I blame it on the rain. Frozen rain, to be exact.
Our tale starts innocently enough—the hero gets up pre-dawn for work and checks the weather. He inspects the street out front through his window. No ice. He unlocks his bike and notices no ice coating it like slime on Bill Murray’s Ghostbuster. The rain is melting what remaining ice which may have accumulated overnight. The dude checks the alley way leading to the side street, and finds it clear of slippery stuff. The guy then hops on the bike, dashes downhill down the alley towards the first street. Mp3 player is set to “thumpalicious bass.”
Then the aforementioned blame-worthy ice touches wheels and the hapless hero-slash-sucker wipes out in spectacular Evel Knievel fashion. Curses spill from his mouth while his legs get splayed and twisted like a Thanksgiving turkey. He slides across to the other side like an errant hockey puck and stares at the branches jutting out from the nearby tree. He hears a few birds chirping.
Our stubborn lad gets up, fixes his dented bike up and walks to the main street. No ice. He rides his bike, gingerly, to work. Mp3 player adjusted to “healing Tibetan singing bowls” vibe for the ride in. He doesn’t encounter one molecule of ice the rest of the way, which is fortunate, because sliding under a bus is something he is not a fan of.

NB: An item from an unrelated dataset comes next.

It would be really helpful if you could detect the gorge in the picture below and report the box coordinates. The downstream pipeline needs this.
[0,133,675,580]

The sucker in question (for illustration’s sake, let’s just say he’s me) begins to get increased back pain. So I (remember I’m the anti-here) decide to cut out early. For those of you who may not know, I had a herniated disc last year at around this time. I would rather not celebrate the anniversary with a re-enactment of those nine weeks of pain and suffering. I took today off to spend quality time with my cane, codeine, naproxen, epsom salts and my bed. One other thing I did was luxuriate in was some long meditations. And that’s where things started to click for me, at a different level. Another kind of healing.
I settled into my usual sitting position in the basement and put on some new meditation music. I don’t always listen to music, but I was moved to on this occasion. The swollen sounds of gentle chords filled the air, carried on the clouds of Nag Champa incense. I closed my eyes. A few minutes later I heard them. The birds. It is common to have bird sounds in some sacred music. I once read that the sounds are put there as a reminder of the power and grace of the Creator; the subtle emphasis that the Universal Mind is always present. A kind of slap upside the head to say “oy! I’m here, ya hear?”

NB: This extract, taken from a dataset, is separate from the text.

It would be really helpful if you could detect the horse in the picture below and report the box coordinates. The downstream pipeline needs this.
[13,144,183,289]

It brought me back to the birds I heard while lying flat on my back. It reminded me that no matter how dark things are, no matter what pain we are in or how numb we are to things around us, the light is always there. We may not even see it, or even hear it, but it’s there. We just have to be open to it. I have experienced this in all areas of my life—from my recovery to other situations where things appeared dire, then blossomed into something positive and life-affirming later on. I am usually too busy pointing out the negatives rather than seeking that one dart of light that has crept in. It’s in my nature.

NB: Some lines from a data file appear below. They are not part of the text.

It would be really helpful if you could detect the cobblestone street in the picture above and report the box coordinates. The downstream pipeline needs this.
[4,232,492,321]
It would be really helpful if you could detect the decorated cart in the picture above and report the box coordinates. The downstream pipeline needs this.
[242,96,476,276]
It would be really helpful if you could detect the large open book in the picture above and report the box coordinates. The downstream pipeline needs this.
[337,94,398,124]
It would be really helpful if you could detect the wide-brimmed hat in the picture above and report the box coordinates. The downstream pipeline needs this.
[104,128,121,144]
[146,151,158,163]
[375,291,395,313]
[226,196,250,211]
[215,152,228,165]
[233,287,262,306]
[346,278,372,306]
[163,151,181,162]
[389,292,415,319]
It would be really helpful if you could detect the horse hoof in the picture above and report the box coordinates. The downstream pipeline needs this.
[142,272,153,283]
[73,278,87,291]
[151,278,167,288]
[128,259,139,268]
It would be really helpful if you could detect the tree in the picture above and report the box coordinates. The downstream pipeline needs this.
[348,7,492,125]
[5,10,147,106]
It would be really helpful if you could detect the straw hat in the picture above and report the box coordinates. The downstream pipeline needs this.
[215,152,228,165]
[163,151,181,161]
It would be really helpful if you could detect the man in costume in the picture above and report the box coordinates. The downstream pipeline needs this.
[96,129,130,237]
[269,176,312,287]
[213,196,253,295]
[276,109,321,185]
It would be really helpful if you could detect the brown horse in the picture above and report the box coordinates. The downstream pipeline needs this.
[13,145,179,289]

The greatest shift in my growth continues to be that of putting my faith in faith. It’s in cultivating the practice of understanding that no matter what happens, things will be taken care of. I may not get my way, but things will be taken care of. It means taking the actions attached in having faith, but leaving the outcome to the universe. I can’t lie on the couch waiting for a Pulitzer Prize—I need to write. Faith isn’t an esoteric notion. It’s work. And realizing that is what propels me to do better, to strive higher, to navigate through the landmines. It’s about pushing through.
I think of the caged canaries in the mines of old. They were the measurement of where those men stood before life and death. They were reminders of what came from the light above while they toiled in the darkness below. There are countless analogies and examples of birds representing life sprinkled through literature and our collective stories and wisdom. Birds emerge as harbingers of hope. There is always hope.
The universe is a wacky thing. It likes to speak, but not with words per se. Sometimes it does, but it likes to show rather than tell. Just like a good author is supposed to. Don’t tell me the moon in shining; show me the glint of light on broken glass, as Chekhov is purported as saying, a pro tip to new writers. Or in my case, a near-broken ass glimpsing at the moonlight on the ground inches from a parked car. Not as romantic, of course, but illuminating nonetheless. I also realize that I am taken care of by these injuries, in a weird way. I take these as signs to slow down. Chill out. Thaw the numbness of stress and shutting down. Oh universe, couldn’t you have sent me an email instead? So while I lay there on that cold and icy street, I knew that things were fine. I was banged up, but alive. I was good. I heard the birds. I knew they were a brief reminder that I am always taken care of. As long as I have faith in who created them in the first place, all is well. I will take my blows in this life, but when I take a look at the big picture, I see that I am blessed. The little winged angels remind me of this daily.